記憶と夢の珈琲店 -A.I cafe Luminous-
第十二話 「その距離に、ひとひらの優しさを ― ソルティ・カラメル」

 からん——。

 静かな鈴の音が、店内に控えめな余韻を残す。

 いつになく賑わっているカフェ・ルミナス。その奥のカウンター席では、アケミが他愛のない会話を交わしていた。アケミの隣には長い髪をきっちり結い上げた女性、円香(まどか)が座っている。白のカーディガンに膝丈のワンピース、ブランド物のトートバッグを椅子にかけ、どこか不機嫌そうにカップを見つめていた。

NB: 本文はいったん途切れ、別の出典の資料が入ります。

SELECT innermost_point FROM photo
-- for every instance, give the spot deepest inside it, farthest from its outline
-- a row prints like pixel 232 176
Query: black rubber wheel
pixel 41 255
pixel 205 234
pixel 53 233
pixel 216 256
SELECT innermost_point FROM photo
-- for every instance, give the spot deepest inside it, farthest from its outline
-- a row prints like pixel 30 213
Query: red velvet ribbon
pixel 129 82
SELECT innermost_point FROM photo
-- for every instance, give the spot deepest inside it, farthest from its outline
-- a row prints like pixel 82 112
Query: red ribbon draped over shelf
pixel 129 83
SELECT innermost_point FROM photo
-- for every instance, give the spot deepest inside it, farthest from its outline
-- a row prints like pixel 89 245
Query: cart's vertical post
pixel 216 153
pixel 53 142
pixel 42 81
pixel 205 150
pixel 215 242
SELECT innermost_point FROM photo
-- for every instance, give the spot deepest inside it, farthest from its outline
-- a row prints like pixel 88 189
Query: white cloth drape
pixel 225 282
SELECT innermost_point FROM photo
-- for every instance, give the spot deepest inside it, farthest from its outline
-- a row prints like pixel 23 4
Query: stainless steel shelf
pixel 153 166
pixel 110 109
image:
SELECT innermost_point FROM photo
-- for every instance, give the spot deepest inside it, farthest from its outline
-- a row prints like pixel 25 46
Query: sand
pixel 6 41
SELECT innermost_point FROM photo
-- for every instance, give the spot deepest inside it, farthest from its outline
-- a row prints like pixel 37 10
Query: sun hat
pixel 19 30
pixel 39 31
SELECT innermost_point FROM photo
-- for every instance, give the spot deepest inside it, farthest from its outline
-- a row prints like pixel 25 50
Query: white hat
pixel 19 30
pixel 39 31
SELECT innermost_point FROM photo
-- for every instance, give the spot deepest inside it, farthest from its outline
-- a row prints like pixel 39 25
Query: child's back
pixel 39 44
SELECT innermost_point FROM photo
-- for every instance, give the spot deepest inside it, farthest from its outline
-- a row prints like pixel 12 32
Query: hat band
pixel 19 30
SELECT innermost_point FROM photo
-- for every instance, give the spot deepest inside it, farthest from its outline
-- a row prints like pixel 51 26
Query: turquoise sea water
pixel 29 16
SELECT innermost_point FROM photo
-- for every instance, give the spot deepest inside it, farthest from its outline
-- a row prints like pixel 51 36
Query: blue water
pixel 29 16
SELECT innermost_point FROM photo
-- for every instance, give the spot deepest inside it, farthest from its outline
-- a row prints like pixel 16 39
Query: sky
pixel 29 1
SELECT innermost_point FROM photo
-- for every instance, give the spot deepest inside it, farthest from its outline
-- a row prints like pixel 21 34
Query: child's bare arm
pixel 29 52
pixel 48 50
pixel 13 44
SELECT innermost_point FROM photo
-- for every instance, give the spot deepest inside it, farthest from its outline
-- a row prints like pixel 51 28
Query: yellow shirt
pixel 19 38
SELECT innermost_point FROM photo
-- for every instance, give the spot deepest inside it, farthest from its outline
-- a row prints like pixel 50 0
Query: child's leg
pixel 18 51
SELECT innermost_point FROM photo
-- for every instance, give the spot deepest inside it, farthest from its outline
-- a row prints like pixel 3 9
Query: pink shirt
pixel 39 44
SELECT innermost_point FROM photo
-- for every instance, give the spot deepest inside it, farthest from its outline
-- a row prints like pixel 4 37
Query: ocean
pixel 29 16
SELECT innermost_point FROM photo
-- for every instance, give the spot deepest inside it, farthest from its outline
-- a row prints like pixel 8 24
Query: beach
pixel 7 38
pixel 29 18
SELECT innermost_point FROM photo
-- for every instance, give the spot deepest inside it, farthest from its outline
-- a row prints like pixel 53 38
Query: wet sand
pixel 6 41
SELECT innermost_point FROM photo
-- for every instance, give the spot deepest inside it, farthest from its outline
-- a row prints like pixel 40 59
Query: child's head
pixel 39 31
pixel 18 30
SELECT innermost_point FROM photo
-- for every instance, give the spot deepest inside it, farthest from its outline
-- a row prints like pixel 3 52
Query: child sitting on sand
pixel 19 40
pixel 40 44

「円香、ここ雰囲気いいでしょ? 最近のお気に入りなんだ」

「ふーん……まあまあかな」

 円香はぶっきらぼうに答えつつも、ちらりと店内を見渡す。アケミが隣で小さく笑うのを横目で見ながら、そっとカップを持ち上げた。

 カウンターではAI店主のソラが忙しそうにしながらも、一人ひとりの客へ丁寧に対応している。その所作は滑らかで、まるで風景に溶け込むようだった。

 そして再び扉が開き、店内に新たな来訪者が現れる。

 落ち着いたベージュのコートに身を包んだ女性が一人。そしてその傍らには、やわらかなクリーム色の盲導犬——ビビが静かに寄り添っていた。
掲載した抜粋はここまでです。